A woman in Michigan holds a photo of her and her husband's 2-year-old granddaughter. The 42-year-old husband is an Iraqi national who was detained during ICE raids in June 2017. Photo: AP
ERBIL, Kurdistan Region — A federal judge ruled that 274 Iraqi nationals who have been jailed for months should be afforded bond hearings, as their legal cases unfold, amid US President Donald Trump’s crackdown on immigrants.
“Our legal tradition rejects warehousing human beings while their legal rights are being determined, without an opportunity to persuade a judge that the norm of monitored freedom should be followed,” US District Judge Mark Goldsmith wrote.
The federal judge in the Eastern District of Michigan cited the Constitution to justify his decision.
“The principle is familiar to all in the context of the criminal law, where even a heinous criminal — whether a citizen or not — enjoys the right to seek pre-trial release," wrote Goldsmith.
The detained Iraqis of various backgrounds including Arabs and Chaldeans must demonstrate in the bond hearing — which are to be held by February 2 — that they aren't risks to flee or break their bonds terms, nor are they dangerous.

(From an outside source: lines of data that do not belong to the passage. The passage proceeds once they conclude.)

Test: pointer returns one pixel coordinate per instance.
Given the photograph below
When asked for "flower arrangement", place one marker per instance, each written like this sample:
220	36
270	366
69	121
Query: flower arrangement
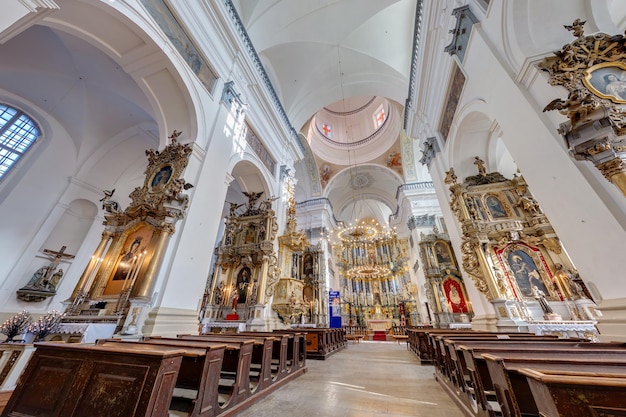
16	325
46	325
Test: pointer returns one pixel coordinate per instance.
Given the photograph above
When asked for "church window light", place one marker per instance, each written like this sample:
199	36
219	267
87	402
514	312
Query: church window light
379	117
327	130
17	133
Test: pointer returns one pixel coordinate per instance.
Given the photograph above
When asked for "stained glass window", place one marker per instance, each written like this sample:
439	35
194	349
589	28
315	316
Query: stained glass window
17	133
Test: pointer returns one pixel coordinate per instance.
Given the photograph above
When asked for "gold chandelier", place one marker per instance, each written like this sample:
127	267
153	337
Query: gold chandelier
366	251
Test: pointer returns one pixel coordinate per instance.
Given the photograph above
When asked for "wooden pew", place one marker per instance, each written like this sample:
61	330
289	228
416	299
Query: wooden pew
354	333
399	333
512	388
262	352
577	394
444	348
197	384
479	390
420	342
320	343
234	380
292	356
73	380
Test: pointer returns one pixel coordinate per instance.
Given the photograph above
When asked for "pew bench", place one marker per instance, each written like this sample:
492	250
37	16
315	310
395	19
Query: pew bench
233	380
577	394
74	380
261	361
480	389
512	388
197	388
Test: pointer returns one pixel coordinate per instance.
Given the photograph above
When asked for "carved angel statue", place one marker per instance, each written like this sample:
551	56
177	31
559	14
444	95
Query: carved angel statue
234	207
480	164
529	204
577	28
576	107
450	177
267	203
109	205
252	198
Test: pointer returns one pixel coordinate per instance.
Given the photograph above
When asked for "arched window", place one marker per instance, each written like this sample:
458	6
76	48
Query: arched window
17	133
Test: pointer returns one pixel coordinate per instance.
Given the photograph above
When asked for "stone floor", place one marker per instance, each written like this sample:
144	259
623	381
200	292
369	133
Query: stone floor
366	379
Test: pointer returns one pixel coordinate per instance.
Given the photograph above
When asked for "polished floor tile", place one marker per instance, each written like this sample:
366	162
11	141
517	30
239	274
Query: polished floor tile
366	379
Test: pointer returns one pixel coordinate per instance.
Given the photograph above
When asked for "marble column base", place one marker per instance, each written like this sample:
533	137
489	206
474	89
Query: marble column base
612	320
485	322
169	322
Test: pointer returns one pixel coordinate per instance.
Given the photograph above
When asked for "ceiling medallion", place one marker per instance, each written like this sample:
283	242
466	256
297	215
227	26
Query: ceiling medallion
361	181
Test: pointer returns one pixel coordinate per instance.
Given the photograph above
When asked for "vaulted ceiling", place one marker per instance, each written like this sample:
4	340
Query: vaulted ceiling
323	57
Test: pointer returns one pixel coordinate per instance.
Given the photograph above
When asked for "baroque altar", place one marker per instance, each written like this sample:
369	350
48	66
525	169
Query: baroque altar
512	253
245	267
117	285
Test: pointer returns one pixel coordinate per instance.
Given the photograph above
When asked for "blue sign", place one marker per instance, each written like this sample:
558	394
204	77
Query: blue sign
334	306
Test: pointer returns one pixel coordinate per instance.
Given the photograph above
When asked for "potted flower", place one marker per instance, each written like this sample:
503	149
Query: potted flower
46	325
15	326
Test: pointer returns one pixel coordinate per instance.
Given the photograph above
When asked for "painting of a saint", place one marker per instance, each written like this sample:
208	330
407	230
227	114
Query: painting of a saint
308	265
525	272
161	178
495	207
607	80
454	296
127	260
443	252
243	280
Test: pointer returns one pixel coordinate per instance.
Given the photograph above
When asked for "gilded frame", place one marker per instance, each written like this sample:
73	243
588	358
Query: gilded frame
161	178
596	79
531	269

Rudaw interviewed several of the Iraqi nationals and community leaders
in Michigan in July.
“A lot of these people, once they go back to Iraq might be a target of criminals, a target of gangsters that know these people come from America or have relatives in America and they will be targeted,” believed Rudy Zoma, a pastor at the local Saint Joseph Chaldean Catholic Church.

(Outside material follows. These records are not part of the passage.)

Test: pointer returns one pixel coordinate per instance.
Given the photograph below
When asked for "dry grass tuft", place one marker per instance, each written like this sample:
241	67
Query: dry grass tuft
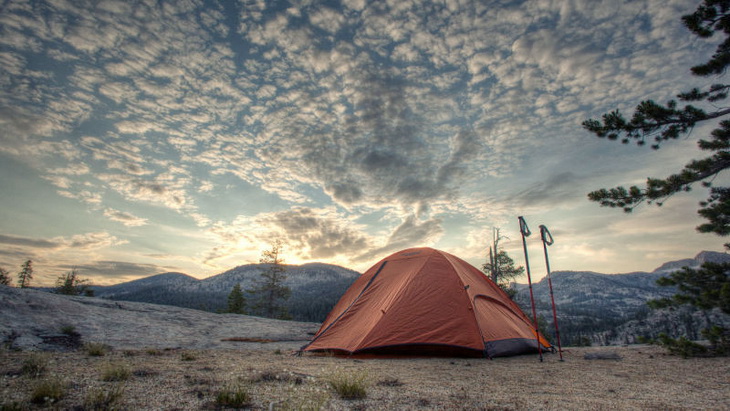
48	391
104	399
115	372
35	365
349	385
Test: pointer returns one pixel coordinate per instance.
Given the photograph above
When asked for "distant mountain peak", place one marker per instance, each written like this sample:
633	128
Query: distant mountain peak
701	258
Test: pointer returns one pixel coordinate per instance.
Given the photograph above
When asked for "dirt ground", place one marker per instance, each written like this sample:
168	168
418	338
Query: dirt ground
644	378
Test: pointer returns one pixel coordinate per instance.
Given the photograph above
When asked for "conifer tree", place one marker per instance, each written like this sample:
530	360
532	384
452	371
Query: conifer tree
269	291
236	301
709	286
4	277
659	124
500	267
25	274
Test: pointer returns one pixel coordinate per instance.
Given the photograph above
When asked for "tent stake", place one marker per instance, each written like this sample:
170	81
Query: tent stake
525	231
547	239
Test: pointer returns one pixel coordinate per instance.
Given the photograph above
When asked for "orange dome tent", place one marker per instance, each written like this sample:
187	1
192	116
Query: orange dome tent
426	301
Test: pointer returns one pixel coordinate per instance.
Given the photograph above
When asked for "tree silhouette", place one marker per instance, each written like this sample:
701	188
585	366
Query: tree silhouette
71	284
500	267
4	277
236	301
708	286
269	291
661	123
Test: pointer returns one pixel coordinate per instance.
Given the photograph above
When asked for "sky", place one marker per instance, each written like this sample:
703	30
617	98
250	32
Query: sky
141	137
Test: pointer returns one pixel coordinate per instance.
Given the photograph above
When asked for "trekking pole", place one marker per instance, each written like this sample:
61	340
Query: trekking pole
525	231
547	239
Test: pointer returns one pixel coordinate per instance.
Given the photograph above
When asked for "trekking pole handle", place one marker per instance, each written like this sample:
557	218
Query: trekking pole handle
547	238
523	227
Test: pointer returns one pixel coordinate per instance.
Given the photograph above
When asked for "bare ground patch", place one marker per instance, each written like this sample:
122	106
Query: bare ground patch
643	378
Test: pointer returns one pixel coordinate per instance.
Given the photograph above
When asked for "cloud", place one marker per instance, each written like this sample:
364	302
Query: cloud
410	233
87	241
322	235
28	242
119	269
555	190
127	219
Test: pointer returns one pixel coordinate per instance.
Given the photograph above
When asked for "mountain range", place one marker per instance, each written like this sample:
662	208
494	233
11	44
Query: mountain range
609	309
592	307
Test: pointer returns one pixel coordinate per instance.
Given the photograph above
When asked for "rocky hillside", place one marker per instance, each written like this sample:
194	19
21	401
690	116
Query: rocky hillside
315	288
31	319
611	308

US immigration authorities jailed the individuals after Iraq agreed to accept deportees as part of a deal
in March to remove Iraq from the list of countries on Trump's travel ban.
Gillian Christensen, a U.S. Immigration and Customs Enforcement spokeswoman stated in June that the overwhelming majority of those arrested had criminal convictions for crimes including murder, rape, assault, kidnapping, burglary, drug trafficking, weapons violations and other offenses.
However, local and national civil rights groups like the ACLU have said these individuals have already served their sentences and a deportation trial for those crimes amounts to double jeopardy.
“(Goldsmith) just really reaffirmed the principle that indefinite detention in this country is not acceptable,” said Kary Moss, executive director of the American Civil Liberties Union of Michigan, which is representing the Iraqis, was quoted as saying by Reuters.
The Department of Justice, which is arguing on behalf of the government, did not immediately respond to a request for comment by USA Today.